In total, 94 Syrian refugees have had their permits removed, with Denmark’s immigration minister Mattias Tesfaye last month insisting that the Scandinavian country had been “open and honest from the start” about the situation, reported The Telegraph.
Mr Tesfaye added: “We have made it clear to the Syrian refugees that their residence permit is temporary. It can be withdrawn if protection is no longer needed.”
Denmark’s immigration minister went on to say that although the country would “give people protection for as long as it is needed,” but highlighted: “when conditions in the home country improve, a former refugee should return home and re-establish a life there.”
This comes as the country’s immigration department decided to extend the area of Syria it considers safe to include the Rif Dimashq Governorate, which includes the capital.
The organisation Médecins Sans Frontières (MSF) told The Independent that they assume “given the scale and duration of the Syrian conflict and the impact of the war on infrastructure and the health system” that “the population might or would face similar challenges to the ones that people are facing in areas where we operate, in northern Syria.”
MSF said they cannot operate in areas controlled by the Syrian government, such as Damascas and Rif Dimashq Governorate, so based their assumptions on what they have seen in the north of the war-torn country.
Germany has said that criminals can be deported back to Syria, but Denmark is the first European country to say that the same applies to ordinary refugees.
The Scandinavian country’s centre-Left Social Democratic Party has taken a strong anti-migration stance, with Prime Minister Mette Frederiksen promising to aim for “zero” asylum seekers applying to live in Denmark.
About 900 Syrian refugees from the Damascus area had their temporary protection permits reassessed last year.
Now, the Danish government’s decision about the Rif Dimashq area of Syria will mean the same applies to a further 350 Syrian residents in the country.

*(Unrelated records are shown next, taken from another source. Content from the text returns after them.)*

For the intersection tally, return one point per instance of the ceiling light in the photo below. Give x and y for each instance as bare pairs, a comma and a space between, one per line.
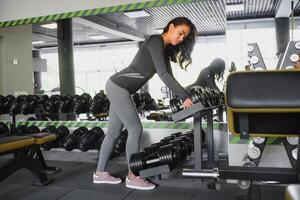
234, 7
137, 14
98, 37
38, 42
50, 26
159, 30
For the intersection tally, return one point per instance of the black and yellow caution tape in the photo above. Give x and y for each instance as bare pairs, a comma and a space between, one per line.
96, 11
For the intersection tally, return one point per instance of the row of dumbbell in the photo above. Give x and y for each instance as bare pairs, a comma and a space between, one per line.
207, 96
171, 150
81, 138
28, 104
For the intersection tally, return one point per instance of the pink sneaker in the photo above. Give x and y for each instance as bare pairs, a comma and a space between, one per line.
105, 177
139, 184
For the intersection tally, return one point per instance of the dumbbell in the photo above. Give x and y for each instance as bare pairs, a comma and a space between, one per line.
3, 129
61, 132
33, 129
141, 160
70, 141
121, 142
82, 103
91, 139
21, 130
245, 184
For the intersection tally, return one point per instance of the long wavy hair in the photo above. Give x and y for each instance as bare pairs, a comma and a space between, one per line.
181, 53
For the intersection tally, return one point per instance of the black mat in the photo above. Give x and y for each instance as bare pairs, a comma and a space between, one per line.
75, 183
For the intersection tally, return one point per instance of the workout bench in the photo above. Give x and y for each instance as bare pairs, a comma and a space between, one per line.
27, 154
264, 104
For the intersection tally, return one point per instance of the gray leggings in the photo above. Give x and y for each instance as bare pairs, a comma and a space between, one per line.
122, 112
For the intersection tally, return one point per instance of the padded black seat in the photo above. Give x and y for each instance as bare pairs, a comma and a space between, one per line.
292, 192
264, 103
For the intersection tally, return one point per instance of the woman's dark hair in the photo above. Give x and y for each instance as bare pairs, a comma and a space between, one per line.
181, 53
217, 68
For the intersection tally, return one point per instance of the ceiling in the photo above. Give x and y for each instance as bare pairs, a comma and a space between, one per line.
209, 16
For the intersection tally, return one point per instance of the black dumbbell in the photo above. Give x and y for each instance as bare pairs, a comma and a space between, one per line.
70, 141
91, 139
3, 129
141, 160
61, 132
121, 142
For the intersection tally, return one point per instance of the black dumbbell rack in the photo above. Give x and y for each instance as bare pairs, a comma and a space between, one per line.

In December 2019, Denmark’s Refugee Appeals Board ruled that conditions in Damascus were no longer so dangerous that they gave grounds for temporary protection to be given to asylum seekers.
Amnesty International UK told The Independent that they felt that this decision was “appalling” and a “reckless violation of Denmark’s duty to provide asylum.”

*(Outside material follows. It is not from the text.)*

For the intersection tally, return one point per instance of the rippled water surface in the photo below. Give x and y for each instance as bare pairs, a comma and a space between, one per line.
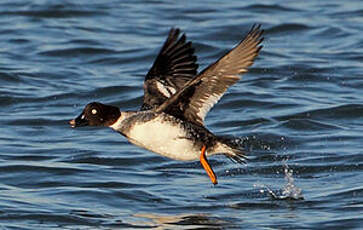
298, 112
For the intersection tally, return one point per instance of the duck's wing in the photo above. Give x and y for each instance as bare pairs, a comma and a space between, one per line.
174, 66
197, 97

Steve Valdez-Symonds, Refugee and Migrant Rights Director at Amnesty International UK, said: “The Danish government seeking to force people back into the hands of this brutal regime is an appalling affront to refugee law and people’s right to be safe from persecution.”
Mr Valdez-Symonds underlined concerned that Denmark’s actions risked “increasing incentives for other countries to abandon their own obligations to Syrian refugees.”
“Not only will this put the lives of even more women, men and children at risk. It will add to reasons that cause people to travel ever further afield in search of safety and security for themselves and their family,” he added.
The refugees will be moved to a deportation camp, where they will have no access to education.
Denmark’s right-wing opposition party, the Liberal party, has called for the repatriation to be sped up through an agreement with Bashar al-Assad’s regime in Syria.
Mads Fuglede, the foreign spokesperson for the Liberal Party said on Sunday that a deal with the Syrian government could be used to prevent Syrians becoming stranded in deportation camps.
He told the Jyllands-Posten newspaper: “I can imagine an agreement that will only extend to the framework for sending people back, with some guarantees that you can return without being persecuted.”
However, Social Liberal spokesperson for immigration Andreas Steenberg did not agree, tweeting: “It is completely wrong to cooperate with one of history’s worst dictators… just to look tough (on immigration). These are people we’re talking about.”
Mr Fuglede later stressed in a Facebook post that his suggestion of the deal did not mean that he recognised the “criminal dictatorship” led by Mr Assad in Syria.
The news comes as UN investigators released a report on Monday saying that tens of thousands of Syrians arbitrarily detained since the conflict began remain “forcibly disappeared.”
Thousands more have been subjected to sexual violence and death in detention as well as inhumane treatment and torture, the report said.